Monday, July 16, 2012

AN ARMY THAT MARCHED LESS ON ITS STOMACH THAN ITS LIVER

Irreverent, disrespectful, drunk, plastered and wasted describes the Texas army of 1836

TO BOOZE OR NOT TO BOOZE NEAR THE ALAMO?
By John Nova Lomax

Houston Press Hair Balls
July 16, 2012

San Antonio is in a tizzy. When officials from the Texas General Land Office okayed a plan to allow caterers to serve hooch at after-hours events at Alamo Hall, a repurposed 1922 fire station near but not on the grounds of the Alamo complex, the Daughters of the Republic of Texas roared into action.

"We recognize that they can do it, but we oppose it at this time," said DRT president Karen Thompson. "We don't feel that it shows respect. You wouldn't see alcohol served at Gettysburg or Arlington."

Land Office head Jerry Patterson, a retired marine who served in Vietnam, disagrees."If veterans of past conflicts can cherish a bottle of wine until the last one living partakes of that bottle in honor of his deceased comrades, I fail to understand how alcohol in and of itself is irreverent or disrespectful."

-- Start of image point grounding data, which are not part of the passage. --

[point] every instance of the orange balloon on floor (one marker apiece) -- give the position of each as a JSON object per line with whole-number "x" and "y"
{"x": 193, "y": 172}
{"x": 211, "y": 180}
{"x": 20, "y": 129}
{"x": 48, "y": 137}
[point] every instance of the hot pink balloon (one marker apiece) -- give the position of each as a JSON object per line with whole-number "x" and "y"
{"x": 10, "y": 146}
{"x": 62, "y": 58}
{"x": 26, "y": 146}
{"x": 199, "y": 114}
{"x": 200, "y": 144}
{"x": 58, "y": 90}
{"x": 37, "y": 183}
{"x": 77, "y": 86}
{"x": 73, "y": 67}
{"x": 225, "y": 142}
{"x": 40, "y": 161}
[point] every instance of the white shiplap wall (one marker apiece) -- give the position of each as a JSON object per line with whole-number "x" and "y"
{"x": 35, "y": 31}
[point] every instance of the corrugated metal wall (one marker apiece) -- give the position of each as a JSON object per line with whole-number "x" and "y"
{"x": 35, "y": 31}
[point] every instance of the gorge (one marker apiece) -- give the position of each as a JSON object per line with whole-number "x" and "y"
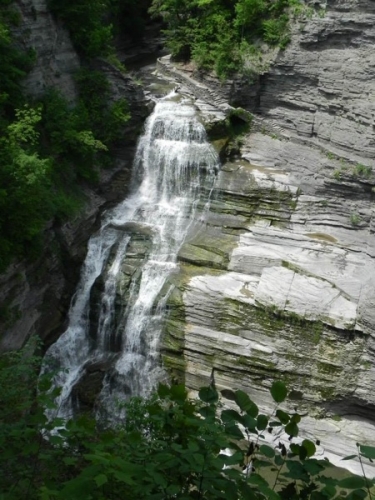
{"x": 278, "y": 282}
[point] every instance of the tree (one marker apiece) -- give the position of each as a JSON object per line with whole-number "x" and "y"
{"x": 170, "y": 447}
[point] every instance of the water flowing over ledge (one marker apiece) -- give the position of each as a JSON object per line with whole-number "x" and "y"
{"x": 173, "y": 172}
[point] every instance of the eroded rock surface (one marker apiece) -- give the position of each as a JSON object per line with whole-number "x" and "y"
{"x": 280, "y": 282}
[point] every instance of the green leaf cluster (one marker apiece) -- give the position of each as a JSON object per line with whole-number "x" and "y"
{"x": 169, "y": 447}
{"x": 220, "y": 34}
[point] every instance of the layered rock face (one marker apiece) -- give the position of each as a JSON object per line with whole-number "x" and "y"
{"x": 35, "y": 296}
{"x": 280, "y": 282}
{"x": 56, "y": 59}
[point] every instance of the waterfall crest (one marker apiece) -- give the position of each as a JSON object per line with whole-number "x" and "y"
{"x": 173, "y": 171}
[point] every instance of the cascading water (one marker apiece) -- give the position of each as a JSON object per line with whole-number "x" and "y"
{"x": 173, "y": 169}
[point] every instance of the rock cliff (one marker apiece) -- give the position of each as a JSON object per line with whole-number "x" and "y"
{"x": 280, "y": 284}
{"x": 35, "y": 297}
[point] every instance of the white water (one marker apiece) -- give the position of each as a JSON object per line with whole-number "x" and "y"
{"x": 174, "y": 164}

As every man who tried to command it would find out, irreverent and disrespectful might be the two best adjectives to describe the Texas army of 1836. Those two, and drunk, plastered and wasted, too, which partially explains why they were so ornery. This was an army that marched less on its stomach than its liver.

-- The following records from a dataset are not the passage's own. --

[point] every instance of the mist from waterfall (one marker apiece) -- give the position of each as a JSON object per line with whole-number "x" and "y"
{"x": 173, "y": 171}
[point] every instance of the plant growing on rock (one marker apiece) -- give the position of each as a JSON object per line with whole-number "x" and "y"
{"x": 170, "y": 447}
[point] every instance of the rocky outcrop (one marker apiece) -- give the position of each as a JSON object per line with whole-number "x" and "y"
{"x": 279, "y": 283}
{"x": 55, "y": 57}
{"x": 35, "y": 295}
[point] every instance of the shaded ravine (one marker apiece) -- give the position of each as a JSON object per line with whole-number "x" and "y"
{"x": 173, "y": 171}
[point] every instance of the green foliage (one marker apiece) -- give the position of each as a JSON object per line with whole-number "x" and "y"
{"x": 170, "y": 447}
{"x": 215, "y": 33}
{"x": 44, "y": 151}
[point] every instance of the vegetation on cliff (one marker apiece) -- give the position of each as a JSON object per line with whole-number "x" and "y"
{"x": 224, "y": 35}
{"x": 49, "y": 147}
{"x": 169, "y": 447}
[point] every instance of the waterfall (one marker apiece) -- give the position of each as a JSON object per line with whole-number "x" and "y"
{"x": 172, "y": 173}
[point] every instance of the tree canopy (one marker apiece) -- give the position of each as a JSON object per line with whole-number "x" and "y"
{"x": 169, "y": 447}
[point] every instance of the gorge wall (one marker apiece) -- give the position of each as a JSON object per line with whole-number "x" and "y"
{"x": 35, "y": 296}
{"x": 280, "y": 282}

After all, it was headed by Sam Houston, a guy who routinely embarked on months-long benders and who was known to his Indian friends as "The Big Drunk."

While Texan troops were besieging San Antonio, Stephen F. Austin passed through camp and was appalled at their epic levels of consumption. "In the name of Almighty God send no more ardent spirits to this camp," he wrote to the civil authorities in charge of supplying the men. "If any is on the road turn it back, or have the head knocked out."

After San Antonio fell to the Texans, its garrison was co-commanded by the temperate William Barrett Travis and the hell-for-leather, terminally ill knife-fighting boozehound James Bowie. Before the Mexican siege began, and before Bowie took to what would soon be his deathbed in the Alamo, two-thirds of the 150 men in the garrison were loyal only to Bowie, not least because he was, like them, a party animal.

Some believe that fondness for the bottle almost spelled doom for the Texas Revolution.

Just before the cavalry vanguard of Santa Anna's army reached the city, most of Bowie's men had been vigorously celebrating George Washington's birthday. And by vigorously celebrating, we mean they got shitfaced and stayed that way for two straight days and nights. Military historian Wayne R. Austerman believes that had Santa Anna's underling Brigadier General Joaquin Ramirez y Sesma not lost his nerve and unaccountably, and in retrospect, disastrously halted his cavalry at the outskirts of town, he could have made short work of the hungover and/or still-intoxicated Texans, who were then scattered all over San Antonio. Few if any of them would have been able to stagger back to the relative safety of the Alamo; Sesma's horsemen could have lanced them like wild animals. Had Sesma done so, Santa Anna could have chased Houston's army right out of Texas before the rains came and slowed his army to a crawl.

So who knows? As Sesma pondered whether or not to attack, maybe a shot of liquid courage would have done him, and the Republic of Mexico, some good.

So from a historical perspective, this is a hard call. The stone-cold alcoholic Sam Houston eventually won the war for Texas. Sesma didn't drink when he should have and Bowie did drink when he shouldn't have, and both met with disaster.

Just goes to prove that old Homer Simpson adage yet again: "To alcohol, the cause of a solution to all life's problems."